O pessoal do Deep Purple, da janela do hotel, assistiu embasbacado o incêndio e a fumaça se espalhando sobre o Lago de Genebra. Com aquele equipamento caríssimo em mãos, ficaram sem ter onde gravar.

 

Depois de uma semana procurando um lugar apropriado (enquanto as diárias do estúdio móvel corriam soltas), a solução foi alugar um hotel na cidade que estava praticamente vazio e improvisar, nos corredores e escadas, um local para a gravação. E assim, nessas condições precárias, o Deep Purple gravou grande parte do seu álbum de maior sucesso, o Machine Head.

 

Isto seria apenas uma história pra contar, mas foi muito além e virou música, e que música! (provavelmente o riff de guitarra mais famoso do rock’n roll):[2]

 

 

 

 

No início de 1969 finalmente saiu o divórcio da Yoko Ono, e o John Lennon ficou com siricutico de casar imediatamente com ela. Viajandões como sempre, os dois acreditavam que qualquer capitão de navio poderia casá-los, e com essa ideia maluca tentaram pegar o primeiro navio que saísse do porto de South Hampton, a cerca de 100Km de Londres.

 

Claro que não deu certo, não conseguiram nem embarcar. Com essa ideia fixa pegaram um avião para Paris, mas descobriram que também ali não sairia casamento algum, pois a lei local exigia um tempo mínimo de residência no país. Pensaram em Amsterdã, mas lá, da mesma forma, havia impedimentos legais.

 

Depois dessas tentativas frustradas quem acabou resolvendo tudo foi o assistente dos Beatles, Peter Brown, que providenciou os documentos e avisou o Lennon que o casamento poderia ser realizado em Gibraltar, que embora próximo à Espanha é na verdade um território britânico. E foi ali que, enfim, John e Yoko casaram em 20/03/1969.

 

Voltaram a Paris e de lá foram de carro para a Holanda, onde se hospedaram no quarto 702 do Amsterdam-Hilton Hotel e fizeram o primeiro “Bed-in for Peace”, aquela maluquice de ficar uma semana inteira na cama recebendo a imprensa e protestando pela paz mundial.

 

Depois dessa semana na cama (será que tomavam banho?) rumaram para Viena onde fizeram outro protesto, agora dentro de um saco (Bagism, outra loucura da Yoko Ono), e em seguida voltaram a Londres onde os esperavam 50 sacos com mudas de árvores, que eles enviaram a 50 líderes mundiais, tudo em nome da paz.

 

Não encontrei nenhum vídeo com legenda em português, mas posso lhes garantir que esta longa história é contada com todos estes inúmeros detalhes em The Ballad of John and Yoko:[3]

 

 

 

 

Outra curiosidade sobre esta música é que o John chegou a Londres já com a música na cabeça e louco para gravá-la, mas o único Beatle disponível era o Paul McCartney (George e Ringo estavam viajando). Paul não só deu os retoques finais na letra e música como, junto com o John, tocou todos os instrumentos na gravação que depois ficou mundialmente famosa. O que de certa forma desmistifica a lenda de que o Paul McCartney odiava a Yoko.

 

Quem dera ter o talento de transformar uma história real, um fato da minha vida, em música.

 

Não tenho essa capacidade, mas nem precisei: o Premê fez isto por mim, na última vez em que fui abduzido:[4]

 

 

 

[1] Aurélio Buarque de Holanda Ferreira in Novo Dicionário Aurélio da Língua Portuguesa, 4ª. edição, Ed. Positivo, 2009, p.877.

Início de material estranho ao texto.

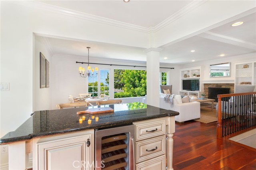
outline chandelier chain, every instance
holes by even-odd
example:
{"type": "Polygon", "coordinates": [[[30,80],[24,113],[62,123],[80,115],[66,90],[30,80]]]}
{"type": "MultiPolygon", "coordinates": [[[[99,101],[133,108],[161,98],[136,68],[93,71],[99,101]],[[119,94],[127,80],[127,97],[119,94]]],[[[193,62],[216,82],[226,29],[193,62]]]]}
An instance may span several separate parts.
{"type": "Polygon", "coordinates": [[[88,66],[89,66],[89,48],[88,48],[88,66]]]}

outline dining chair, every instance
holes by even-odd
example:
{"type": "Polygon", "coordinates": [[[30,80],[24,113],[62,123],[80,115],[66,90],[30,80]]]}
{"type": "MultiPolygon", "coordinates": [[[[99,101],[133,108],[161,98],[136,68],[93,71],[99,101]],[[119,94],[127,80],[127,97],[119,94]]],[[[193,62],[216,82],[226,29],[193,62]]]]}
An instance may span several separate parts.
{"type": "Polygon", "coordinates": [[[122,100],[108,100],[105,101],[98,101],[96,102],[96,104],[98,106],[104,105],[110,105],[113,104],[120,104],[122,103],[122,100]]]}
{"type": "Polygon", "coordinates": [[[75,108],[76,107],[87,107],[89,105],[88,102],[78,102],[71,103],[58,104],[56,105],[59,109],[63,108],[75,108]]]}
{"type": "Polygon", "coordinates": [[[80,93],[78,95],[80,97],[82,97],[83,96],[88,96],[91,97],[92,96],[92,93],[80,93]]]}
{"type": "Polygon", "coordinates": [[[105,94],[101,94],[100,97],[103,98],[103,100],[108,100],[110,98],[110,97],[105,94]]]}
{"type": "Polygon", "coordinates": [[[74,103],[74,99],[73,98],[73,97],[72,95],[71,96],[71,97],[68,97],[68,101],[69,101],[69,103],[74,103]]]}

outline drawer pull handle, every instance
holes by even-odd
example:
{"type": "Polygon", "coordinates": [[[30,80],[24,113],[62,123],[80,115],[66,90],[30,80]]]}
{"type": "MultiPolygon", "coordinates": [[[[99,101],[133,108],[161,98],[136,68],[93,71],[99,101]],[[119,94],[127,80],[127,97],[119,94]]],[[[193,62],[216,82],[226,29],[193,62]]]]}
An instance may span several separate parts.
{"type": "Polygon", "coordinates": [[[148,130],[146,130],[146,132],[153,132],[156,130],[157,130],[157,128],[156,128],[156,130],[150,130],[150,131],[148,131],[148,130]]]}
{"type": "Polygon", "coordinates": [[[86,145],[87,147],[90,146],[90,145],[91,144],[91,142],[90,141],[90,139],[87,139],[87,142],[86,142],[86,145]]]}
{"type": "Polygon", "coordinates": [[[146,150],[146,151],[148,151],[148,152],[150,152],[150,151],[154,151],[154,150],[155,150],[156,149],[157,149],[157,146],[156,146],[156,148],[154,149],[152,149],[151,150],[148,150],[147,149],[146,150]]]}

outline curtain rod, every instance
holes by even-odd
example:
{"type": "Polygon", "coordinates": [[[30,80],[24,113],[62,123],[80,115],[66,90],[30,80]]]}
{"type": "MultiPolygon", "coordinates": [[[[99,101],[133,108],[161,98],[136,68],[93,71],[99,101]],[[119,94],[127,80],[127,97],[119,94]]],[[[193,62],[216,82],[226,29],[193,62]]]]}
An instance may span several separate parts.
{"type": "MultiPolygon", "coordinates": [[[[81,63],[82,64],[88,64],[88,63],[85,63],[84,62],[78,62],[78,61],[76,61],[76,63],[81,63]]],[[[112,65],[118,65],[118,66],[129,66],[129,67],[146,67],[146,66],[140,66],[139,65],[119,65],[119,64],[101,64],[100,63],[90,63],[90,64],[99,64],[99,65],[110,65],[110,66],[112,66],[112,65]]],[[[174,69],[174,67],[172,67],[172,68],[170,68],[170,67],[160,67],[160,68],[161,68],[161,69],[174,69]]]]}

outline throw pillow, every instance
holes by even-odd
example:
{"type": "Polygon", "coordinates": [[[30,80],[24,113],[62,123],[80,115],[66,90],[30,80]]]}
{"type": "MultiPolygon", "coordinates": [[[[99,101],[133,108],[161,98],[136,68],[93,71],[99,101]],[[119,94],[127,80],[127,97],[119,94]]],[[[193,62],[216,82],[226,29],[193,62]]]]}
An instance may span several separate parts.
{"type": "Polygon", "coordinates": [[[164,91],[164,94],[171,94],[171,93],[170,92],[170,89],[168,89],[167,90],[163,89],[164,91]]]}
{"type": "Polygon", "coordinates": [[[184,96],[181,99],[181,100],[182,101],[182,103],[189,103],[189,96],[184,96]]]}
{"type": "Polygon", "coordinates": [[[174,99],[175,99],[178,104],[182,104],[182,101],[181,99],[181,96],[180,95],[175,95],[174,99]]]}

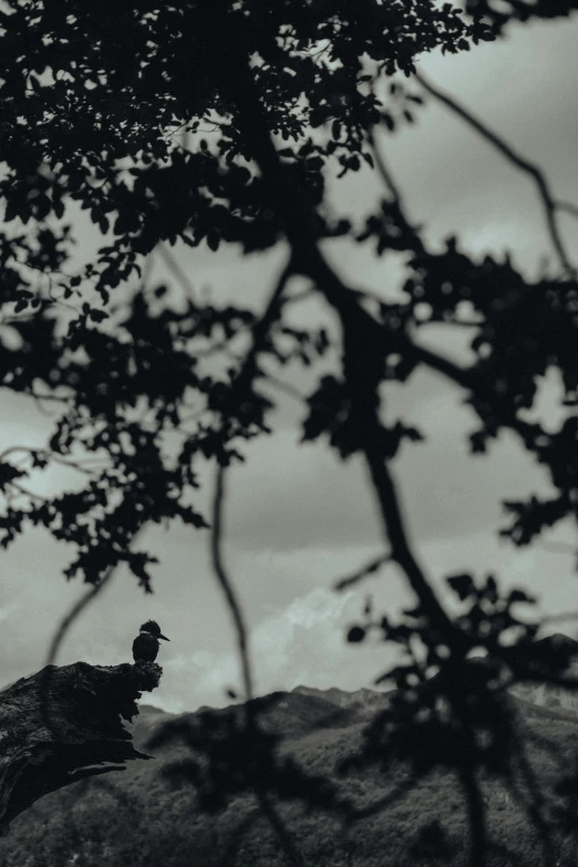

[2] Deep Purple, “Smoke on the Water” (Ritchie Blackmore, Ian Gillan, Roger Glover, Jon Lord, Ian Paice) in Machine Head, 1972.

[3] The Beatles, “The Ballad of John and Yoko” (John Lennon, Paul McCartney) in Past Masters, disc 2, 1988.

[4] Premê, “Brigando na Lua” (Mário Manga) in Premeditando o Breque, 1981.